# Preparing DENUE's dataset for matching

# General information

VERSION 1.0
Original release

VERSION 1.1
This is a modification required to process `'/scratch/public/jpvasquez/MNCs_informality/Raw_data/DENUE/output/denue_version_both.csv'` rather than the original file. The latter can be process with this file removing some cells and the hashes (#). 

The objective of this code is divided in these main objectives: 

- Recode the geographical zones. 
- Remove the firms that lack geographical location (this happened in the dataset construction of the Raw data). 
- Filter the firms which meet the following criteria: 
    - The firm has at least one business name associated (razon social). 
    - The firm is a big company (more than 50 employees). 
- Reshape the dataset such that each observation corresponds to a single possible name of a firm in its location. 
- Remove 'stopwords'. 
- Save the dataset. 

Note that we aren't cleaning the data because this was done in the data set's creation code in `'/scratch/public/jpvasquez/MNCs_informality/Raw_data/DENUE/code/build.do'`. 

# Input files
1. **denue:** `'/scratch/public/jpvasquez/MNCs_informality/Raw_data/DENUE/output/denue_version_both.csv'` This file has geographical location variables, number of workers, ORBIS and DENUE's firm keys, generic firm names and business names (razon social). 
2. **denue_geo_corrected:** `'/scratch/public/jpvasquez/MNCs_informality/Intermediate_data/data/denue_municipalities_corrected.csv'` This file contains the geographical zones of firms with their proper coding, which procedure is documented in in `'/scratch/public/jpvasquez/MNCs_informality/Intermediate_data/data/cleaning_datasets_orbis_denue.md'`. 

In [1]:
denue_file = '/scratch/public/jpvasquez/MNCs_informality/Raw_data/DENUE/output/denue_version_both.csv'
denue_geo_corrected_file = '/scratch/public/jpvasquez/MNCs_informality/Intermediate_data/data/denue_municipalities_corrected.csv'

# Output files
1. **denue_final:** `'/scratch/public/jpvasquez/MNCs_informality/Intermediate_data/output/denue_final.csv'` This file contains a dataset where each row represents a firm with one of their names associated, also, the number of workers in that firm, entity, municipality and DENUE's key. 
2. **denue_final_names:** `'/scratch/public/jpvasquez/MNCs_informality/Intermediate_data/output/denue_final_names.csv'` This file contains a data set with each unique `llave_denue` with all their names associated to it. 

In [2]:
denue_final = '/scratch/public/jpvasquez/MNCs_informality/Intermediate_data/output/denue_final.csv'
denue_names_file = '/scratch/public/jpvasquez/MNCs_informality/Intermediate_data/output/denue_names.csv'

# Packages
These are the needed packages to run this code. In case, the machine you're running this in doesn't have any of these packages, run this code: 

`!pip install package_name`

**Pandas** is the package which handles importing, wrangling, cleaning and doing everything with the data. 

In [3]:
import pandas as pd

# Importing the data

In [4]:
denue = pd.read_csv(denue_file, engine = 'python')
denue_geo_corrected = pd.read_csv(denue_geo_corrected_file, sep = ';')

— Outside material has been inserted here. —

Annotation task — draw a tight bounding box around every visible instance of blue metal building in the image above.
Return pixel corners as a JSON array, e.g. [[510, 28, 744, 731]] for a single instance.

# Recode geographical zones
Using merge on `entidad` and `municipalidad`, the correct names of the geographical zones are associated according to the assigned codes `entidad_corrected` and `municipality_corrected` in `denue_geo_corrected`. 

# Removing the firms that lack geographical zone
When merging the data sets, the option *inner* is used such that the firms that remain in `denue` are the ones that have an `entidad` value in `denue` which is in the set of possible values of `entidad` in `denue_geo_corrected`. In case the data set is fixed, either *inner* or *left* can be used. 

In [5]:
denue = denue.merge(denue_geo_corrected, how = 'inner', 
                    left_on = ['entidad', 'municipio'], 
                    right_on = ['entidad', 'municipio'])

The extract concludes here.